IoT Roll-out Highlights Security Concerns Steven Keeping

IoT security research findings from Hewlett Packard Enterprise’s internet of things research study. (Courtesy: Hewlett Packard Enterprise)

It’s a familiar pattern; a new technology is introduced, everyone gets excited about its potential and then a seasoned engineer inquires if it can be exploited by the bad guys. Such security questions are now being asked about the Internet of Things (IoT); a network currently under development that makes today’s Internet look tiny in comparison.
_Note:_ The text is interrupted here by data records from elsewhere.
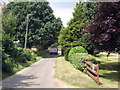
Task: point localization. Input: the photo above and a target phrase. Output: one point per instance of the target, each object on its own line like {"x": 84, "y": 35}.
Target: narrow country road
{"x": 38, "y": 75}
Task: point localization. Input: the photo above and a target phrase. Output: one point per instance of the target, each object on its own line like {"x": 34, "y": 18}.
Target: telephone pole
{"x": 26, "y": 30}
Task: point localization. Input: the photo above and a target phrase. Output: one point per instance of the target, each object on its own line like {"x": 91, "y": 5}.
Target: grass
{"x": 108, "y": 71}
{"x": 19, "y": 67}
{"x": 43, "y": 54}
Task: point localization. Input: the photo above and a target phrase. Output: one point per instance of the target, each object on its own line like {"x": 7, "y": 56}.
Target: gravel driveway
{"x": 38, "y": 75}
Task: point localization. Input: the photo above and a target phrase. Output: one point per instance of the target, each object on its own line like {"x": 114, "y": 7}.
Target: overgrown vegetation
{"x": 65, "y": 71}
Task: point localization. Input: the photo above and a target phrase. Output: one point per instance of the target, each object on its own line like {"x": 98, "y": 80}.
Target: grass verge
{"x": 19, "y": 67}
{"x": 65, "y": 71}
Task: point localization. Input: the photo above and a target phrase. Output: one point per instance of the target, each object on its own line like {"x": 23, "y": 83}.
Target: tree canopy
{"x": 43, "y": 26}
{"x": 105, "y": 28}
{"x": 75, "y": 33}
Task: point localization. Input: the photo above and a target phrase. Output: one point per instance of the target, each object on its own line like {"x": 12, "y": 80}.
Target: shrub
{"x": 78, "y": 60}
{"x": 78, "y": 49}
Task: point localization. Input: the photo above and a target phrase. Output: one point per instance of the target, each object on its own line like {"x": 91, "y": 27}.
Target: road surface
{"x": 38, "y": 75}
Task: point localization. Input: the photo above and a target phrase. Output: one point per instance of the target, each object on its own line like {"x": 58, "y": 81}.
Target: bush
{"x": 78, "y": 60}
{"x": 78, "y": 49}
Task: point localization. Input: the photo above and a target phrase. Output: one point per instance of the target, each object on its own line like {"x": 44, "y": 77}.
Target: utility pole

The IoT will fuse the conventional Internet with the cellular network and add a third layer of billions of connected ‘things’. Instead of today’s dumb products, that currently operate in glorious isolation ––think machine tools, washing machines, fridges, and even humble devices like pens and spectacles––things will be connected and ‘smart’. According to analyst Gartner, by 2020 the IoT will already comprise 26 billion things.

Such ubiquitous connectivity will bring huge economic and social gains; for example, one analysis by U.S. conglomerate General Electric estimated the technical innovations of the industrial IoT could find direct application in sectors accounting for more than $32.3 trillion in economic activity.

But one glaring drawback of this powerful universal network is the backdoor access to everything it provides for the unscrupulous.

Today’s Internet is the battleground for a perpetual arms race between IT companies and malevolent hackers. For example, no sooner has a security patch been released by Apple, Microsoft or Google than an Internet security company identifies another weakness in their respective operating systems; typically, one that could be exploited by a determined baseball cap-wearing 19-year-old working out of a dingy Eastern European basement.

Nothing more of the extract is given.